AAP a one-man party, not a people’s party, says Mumbai-based ex-AAP leader in his book
Is the Aam Aadmi Party (AAP) a public movement that went awry and lost sight of its goal owing to its captain Arvind Kejriwal? Former AAP leader and one of the party’s founding members Mayank Gandhi certainly thinks so. In his new book ‘AAP & Down’, the social activist claims to have “exposed” the intricacies and political cross currents that he feels ultimately turned what had started as a “people’s movement” into a “cloak and dagger” political party, with its own share of intrigue and “closed door” politics. This book will be launched on February 18.
The book blames Kejriwal and his coterie for all that the author thinks went wrong within the AAP. “Anyone who questioned Kejriwal was shown the door and it has now become a one-man party instead of a people’s party,” alleges Mumbai-based Gandhi in his book.
He cites the example of himself, Yogendra Yadav and Prashant Bhushan who were shown the door. Calling his book the account of the “second Independence” struggle, he outlines the details starting from the Anna Hazare-led Indian Against Corruption (IAC), where the foundation of AAP was first laid. He said the 2013 Delhi assembly elections were fought on basis of principle and transparency.

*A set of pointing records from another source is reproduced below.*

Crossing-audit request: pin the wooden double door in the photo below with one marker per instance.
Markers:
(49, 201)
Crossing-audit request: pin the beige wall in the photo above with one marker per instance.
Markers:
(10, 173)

However, things changed after the 2014 parliamentary elections when Narendra Modi swept the polls. “There was a change in the thinking and AAP adopted the same tactics other political parties did in the 2015 Delhi assembly polls like taking defectors in its fold and considering winning the only aim. This is where the slide started,” he said. “Arvind Kejriwal thought that this will also work in other states but then it backfired in places like Goa and Punjab.”

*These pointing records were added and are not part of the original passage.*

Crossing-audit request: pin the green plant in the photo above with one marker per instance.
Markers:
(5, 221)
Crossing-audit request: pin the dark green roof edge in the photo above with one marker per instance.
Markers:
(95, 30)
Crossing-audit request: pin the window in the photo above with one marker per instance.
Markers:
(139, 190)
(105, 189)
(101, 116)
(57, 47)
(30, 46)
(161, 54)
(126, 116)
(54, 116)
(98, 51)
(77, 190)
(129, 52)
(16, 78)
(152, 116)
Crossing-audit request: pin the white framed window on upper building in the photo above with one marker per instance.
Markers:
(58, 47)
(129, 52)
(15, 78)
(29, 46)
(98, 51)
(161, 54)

He said the problem was that the Five Founding principles of AAP — participation, accountability, transparency, decentralization of power and integrity — were compromised in the bargain. “Why are the coterie members not taking onus of the defeats and resigning? Why are there no booth-level elections being held to encourage decentralisation? Why are no accounts being disclosed on the websites?” asked Gandhi.

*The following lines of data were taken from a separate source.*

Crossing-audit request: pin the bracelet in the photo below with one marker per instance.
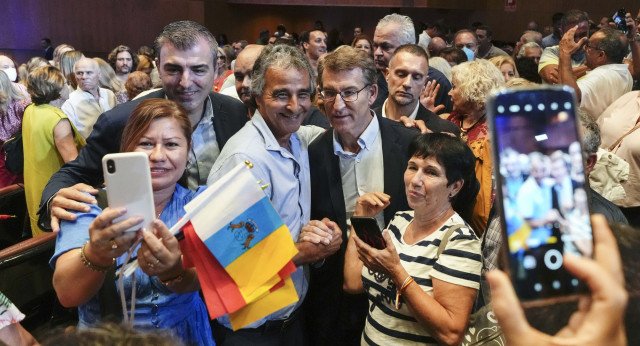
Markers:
(175, 280)
(406, 283)
(92, 266)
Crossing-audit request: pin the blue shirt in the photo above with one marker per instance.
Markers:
(156, 305)
(287, 174)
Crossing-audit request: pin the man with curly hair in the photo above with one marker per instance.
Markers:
(124, 61)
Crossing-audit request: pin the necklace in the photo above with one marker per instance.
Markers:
(463, 131)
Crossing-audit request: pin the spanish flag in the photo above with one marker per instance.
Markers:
(241, 249)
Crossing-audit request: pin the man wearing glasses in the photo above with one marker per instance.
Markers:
(363, 153)
(609, 77)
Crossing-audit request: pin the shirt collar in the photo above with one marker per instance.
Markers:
(412, 115)
(270, 141)
(365, 141)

The ex-AAP leader also said he was expelled after he wrote a blog post in March 2015 about the proceedings of the national executive. “I was a representative of lakhs of volunteers and they needed to know what was going on. However, Kejriwal and others took offence and I was sacked,” he said.
According to Gandhi, in the first AAP national executive meeting, Kejriwal had said, “This party is not the property of 300 founding members but of the lakhs and crores of people in this country.” However, over the period of time, he told Gandhi that “I do not want intellectuals in the party, just people who say ‘Bharat Mata ki Jai’ and unquestioningly follow me”.
But Gandhi does credit AAP also for shaking the conscience of the people. “Politicians were getting grilled, questioned and good people started entering this field, all thanks to AAP,” said Gandhi while adding that the Delhi government performed well in social infrastructure like schools and health sector.
However AAP has criticised Gandhi saying he has no moral grounds to talk of AAP. “Mayank Gandhi was removed as he concealed information on being named in an FIR (first information report) which was against the AAP’s Constitution. The problem with such people who are removed from AAP is they need to attack AAP and Kejriwal to remain in news since they have no other identity,” said Priti Sharma Menon, national executive member, AAP. “AAP was only becoming stronger by the day. Today we are ruling in Delhi, we are the main opposition party in Punjab and also have members in the Rajya Sabha. Kejriwal’s work is appreciated all across despite hurdles and we have not deviated from our core agenda.”